L’ANSES, reconnue pour la qualité de ses évaluations, se retrouve potentiellement sous contrôle politique accru, ce qui constitue un recul démocratique préoccupant, indépendamment de la position qu’on adopte sur l’acétamipride.

Au-delà des extrêmes, une réalité nuancée

La controverse révèle surtout les limites du débat public français sur les questions scientifiques complexes. D’un côté, des militants agitent le spectre du cancer sans nuances ; de l’autre, des politiques minimisent les risques environnementaux légitimes.

Réalité toxicologique de l’acétamipride est plus nuancée :

  • Il n’est pas classé cancérigène par les organismes internationaux
  • Il présente une toxicité documentée à fortes doses
  • Son impact sur les pollinisateurs, bien que moindre que d’autres néonicotinoïdes, reste préoccupant
  • Sa persistance environnementale pose des questions légitimes

Une pétition citoyenne qui interroge la représentativité

Plus de 500 000 signatures ont été collectées contre la loi Duplomb France 24. Cette mobilisation populaire questionne la représentativité démocratique des décisions prises, mais elle soulève aussi la question de la compétence des citoyens sur des sujets techniques complexes.

Comment concilier expertise scientifique et souveraineté populaire ? La loi Duplomb illustre parfaitement cette tension contemporaine entre démocratie et technocratie.

Les vrais enjeux occultés par la polémique

Au-delà du clash médiatique, la loi Duplomb soulève des questions plus fondamentales :

Comment gérer la transition vers une agriculture plus durable ?
Faut-il privilégier la compétitivité économique ou l’exemplarité environnementale ?
Quel équilibre entre principe de précaution et preuves scientifiques ?

Conclusion : dépasser les postures pour un débat adulte

L’affrontement entre Élise Bordet et Gabriel Attal, aussi spectaculaire soit-il, ne fait pas avancer le débat. D’un côté, une scientifique aux arguments partiels mais légitimes ; de l’autre, un politique aux justifications économiques mais aux arguments scientifiques fragiles.

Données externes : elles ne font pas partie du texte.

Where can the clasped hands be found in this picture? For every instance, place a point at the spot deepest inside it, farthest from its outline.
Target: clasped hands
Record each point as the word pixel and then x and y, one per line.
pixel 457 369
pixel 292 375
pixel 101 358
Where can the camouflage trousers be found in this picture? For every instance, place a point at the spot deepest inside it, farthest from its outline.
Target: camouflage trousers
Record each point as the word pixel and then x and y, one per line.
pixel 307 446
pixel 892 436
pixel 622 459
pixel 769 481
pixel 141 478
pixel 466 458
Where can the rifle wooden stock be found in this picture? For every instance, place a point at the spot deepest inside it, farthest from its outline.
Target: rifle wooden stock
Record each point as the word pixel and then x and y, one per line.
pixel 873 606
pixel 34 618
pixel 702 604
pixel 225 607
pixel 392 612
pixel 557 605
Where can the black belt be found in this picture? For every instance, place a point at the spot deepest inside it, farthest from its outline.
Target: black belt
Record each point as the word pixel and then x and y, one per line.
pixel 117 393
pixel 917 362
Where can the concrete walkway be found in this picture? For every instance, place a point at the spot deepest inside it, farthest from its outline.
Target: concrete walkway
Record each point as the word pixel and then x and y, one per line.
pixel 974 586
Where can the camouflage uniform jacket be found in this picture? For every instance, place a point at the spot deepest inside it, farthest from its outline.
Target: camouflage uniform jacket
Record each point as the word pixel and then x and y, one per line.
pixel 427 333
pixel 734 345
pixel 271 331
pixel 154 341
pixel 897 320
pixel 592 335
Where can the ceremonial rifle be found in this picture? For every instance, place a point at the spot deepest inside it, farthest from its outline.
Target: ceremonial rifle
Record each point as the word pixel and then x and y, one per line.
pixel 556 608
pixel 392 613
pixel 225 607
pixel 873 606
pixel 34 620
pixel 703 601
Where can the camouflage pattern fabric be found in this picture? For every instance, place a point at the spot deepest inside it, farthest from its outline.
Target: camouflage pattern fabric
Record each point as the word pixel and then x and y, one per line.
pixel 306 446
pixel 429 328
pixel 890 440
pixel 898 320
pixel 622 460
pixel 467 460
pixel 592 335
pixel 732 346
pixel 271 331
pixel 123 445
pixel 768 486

La France a besoin d’un débat plus adulte sur ces questions, qui intègre à la fois les données toxicologiques rigoureuses, les enjeux environnementaux légitimes et les réalités économiques des agriculteurs. La loi Duplomb, au-delà de l’acétamipride, symbolise notre incapacité collective à mener ce débat sereinement.

Les recours au Conseil constitutionnel permettront peut-être de recentrer le débat sur des bases plus solides. En attendant, citoyens et décideurs gagneraient à moins d’approximations et plus de rigueur scientifique dans leurs échanges.